By the end of September the shows had run out and we had to conserve what money was left! (I got carried away and bought several pieces during September.) We couldn't afford to travel too far for the remaining shows!

So it was time to work on the newest acquisitions. The 6 HP early style Sta-Rite was done in a few days, as was the 4 HP International Famous screen cooled on nine foot skids.

I don't paint original pieces any more, just clean (no scraping), and oil them down. I'm really pleased with the results and get many compliments on them!

Next was the 10 HP Stickney. First was to build some heavy skids, complete with metal bands to protect the underside of the side rails. I opted for skids instead of a cart to lower the center of gravity of the unit because I haul my engines on a flat bed truck.
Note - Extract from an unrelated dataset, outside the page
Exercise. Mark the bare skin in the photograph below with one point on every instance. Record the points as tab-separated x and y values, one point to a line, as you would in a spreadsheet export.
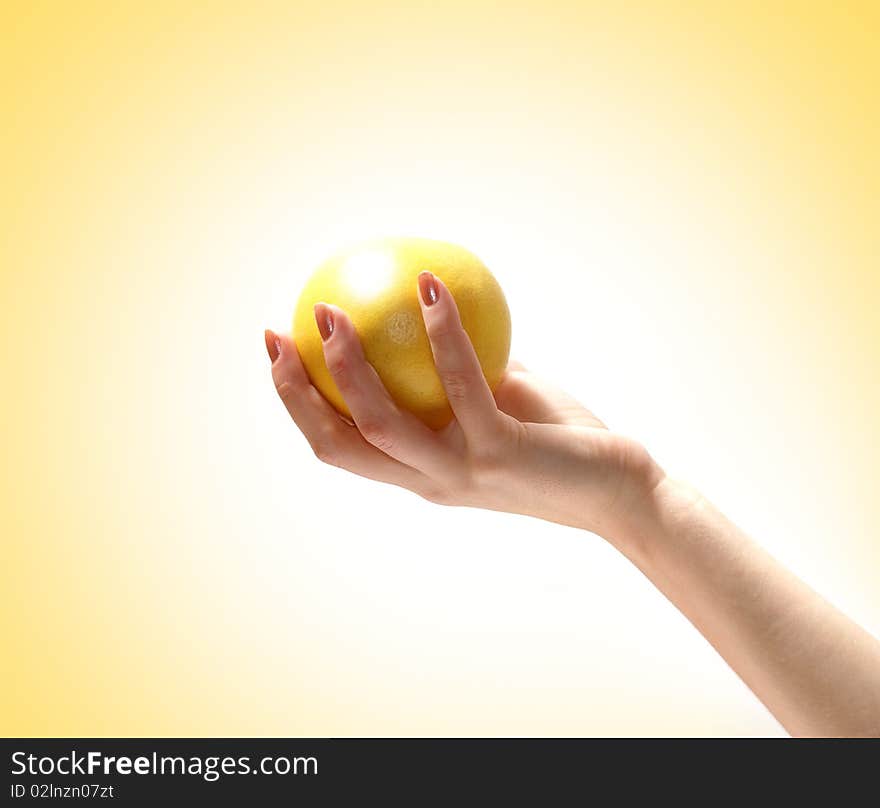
532	449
Then to get it running. The engine was very stiff, even after loosening the bearing caps. I unhooked the connecting rod and removed piston and rod from the head end! Wow! I've worked on 12 HP farm engines, before but this piston was 17' long! I cleaned everything up and freed the rings this helped tremendously!

The intake valve was a bit of a challenge but was soon conquered and everything was reassembled on that end. The cam box on the other end was in need of freeing up and a tad of weld! The old girl took off and ran, and is expecting to see some of you folks this summer at a couple of our regular shows. By now the weather was turning on us, so I decided to warm up the shop and get down to some model building.

I built a pair of 1/3 scale Associated igniter models first, but was looking for something a little more challenging. Now you may recall the article I wrote a while back on restoring a Polo engine for Ken and Wendy Wolf. Well, I still had the photos of the original one worked from on that job, so, why not?

First I chucked up another one of those 200 pound blocks of cast iron and started whittling. I used flywheels from another headless Witte and here is the most glaring difference from the original, which had 5 spokes.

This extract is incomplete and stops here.